Tooling, build & package management

  • Lack of an official build tool/package manager is polarizing:
    • Critics see it as disqualifying for “modern” general-purpose languages and a repeat of C/C++ fragmentation.
    • Supporters like the simplicity of vendoring dependencies directly and relying on a rich core/vendor library set.
  • Manual build scripts and limited IDE integration are pain points for some; others are happy with editor + language server.
  • On Windows, Odin currently depends on MSVC and the Windows SDK, leading to multi‑GB installs; compared negatively to Zig’s self‑contained toolchain.

Syntax and language design choices

  • Pointer syntax (^ instead of *) is heavily debated:
    • Fans find postfix ^ clearer and more regular.
    • Critics cite keyboard ergonomics on non‑US layouts and confusion over prefix/postfix usage.
  • Some praise Odin as “C but nicer,” with SoA, array/matrix types, complex numbers, and quaternions built in.
  • Others worry that writing rich math abstractions (e.g., polynomials, algebraic structures) may be harder than in more metaprogramming‑heavy languages.

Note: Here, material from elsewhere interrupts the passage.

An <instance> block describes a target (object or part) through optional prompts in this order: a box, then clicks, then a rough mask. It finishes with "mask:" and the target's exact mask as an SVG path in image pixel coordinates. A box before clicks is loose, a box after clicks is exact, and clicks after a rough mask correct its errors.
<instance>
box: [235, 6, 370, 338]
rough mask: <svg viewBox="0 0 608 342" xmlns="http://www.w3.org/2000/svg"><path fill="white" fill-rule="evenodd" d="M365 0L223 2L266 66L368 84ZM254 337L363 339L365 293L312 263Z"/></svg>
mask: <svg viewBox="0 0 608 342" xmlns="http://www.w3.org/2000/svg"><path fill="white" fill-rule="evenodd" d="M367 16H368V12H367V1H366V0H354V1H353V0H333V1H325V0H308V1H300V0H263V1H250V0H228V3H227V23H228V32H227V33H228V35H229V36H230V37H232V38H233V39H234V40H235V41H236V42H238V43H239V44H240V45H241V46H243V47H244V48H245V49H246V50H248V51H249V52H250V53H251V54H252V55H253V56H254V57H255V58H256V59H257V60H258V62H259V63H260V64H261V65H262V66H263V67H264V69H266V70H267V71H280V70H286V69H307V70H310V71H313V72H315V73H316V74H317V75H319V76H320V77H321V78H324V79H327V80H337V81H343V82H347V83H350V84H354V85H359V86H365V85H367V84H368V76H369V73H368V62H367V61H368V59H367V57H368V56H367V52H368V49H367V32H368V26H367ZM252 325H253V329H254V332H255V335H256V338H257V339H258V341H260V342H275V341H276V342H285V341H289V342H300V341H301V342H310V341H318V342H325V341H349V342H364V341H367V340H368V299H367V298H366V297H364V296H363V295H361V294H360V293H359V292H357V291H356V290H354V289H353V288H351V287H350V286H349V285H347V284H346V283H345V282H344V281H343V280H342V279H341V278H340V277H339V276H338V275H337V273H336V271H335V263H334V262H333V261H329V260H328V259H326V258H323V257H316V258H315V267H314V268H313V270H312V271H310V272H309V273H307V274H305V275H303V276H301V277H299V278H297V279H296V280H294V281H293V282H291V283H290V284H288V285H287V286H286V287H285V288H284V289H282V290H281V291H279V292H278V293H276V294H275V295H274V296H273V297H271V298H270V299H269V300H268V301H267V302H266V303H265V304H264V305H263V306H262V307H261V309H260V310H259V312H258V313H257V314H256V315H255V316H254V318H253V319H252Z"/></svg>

Positioning vs. other languages

  • Comparisons frequently target Zig, Rust, Go, Nim, Jai, and various C replacements:
    • Zig: seen as stronger on tooling (cross‑compilation, linker, strict initialization), while Odin may be nicer syntactically and more “complete.”
    • Rust: valued for borrow checking; Odin is perceived as more manual and lower‑ceremony.
    • Go: praised for stdlib networking and simple deployment; Odin’s networking story is seen as immature.
    • Nim: cited as offering similar performance goals with different syntax and more metaprogramming.
    • Jai: expected to compete in the same graphics/game niche once public, with hype around its creator.

Adoption, visibility, and documentation

  • Googleability is hindered by name collisions; people often have to search for “odin-lang.”
  • Some suggest dev‑influencer videos and podcasts help visibility; others think this may harm reputation among experienced developers.
  • Several commenters say that serious languages tend to have books, a Wikipedia page, and more third‑party examples; Odin is seen as still lacking here.
  • Interoperability with existing ecosystems (similar to TypeScript with JS) is mentioned as a powerful adoption lever, though Odin’s strengths here are not deeply discussed.

Memory management

  • Odin uses explicit allocator-based manual memory management; this is clearly stated but not seen as an easy “selling point” compared to languages with GC or ownership systems.
  • Some note that memory management strategy has become a primary differentiator among modern systems languages; Odin’s positioning on that axis remains somewhat unclear to readers.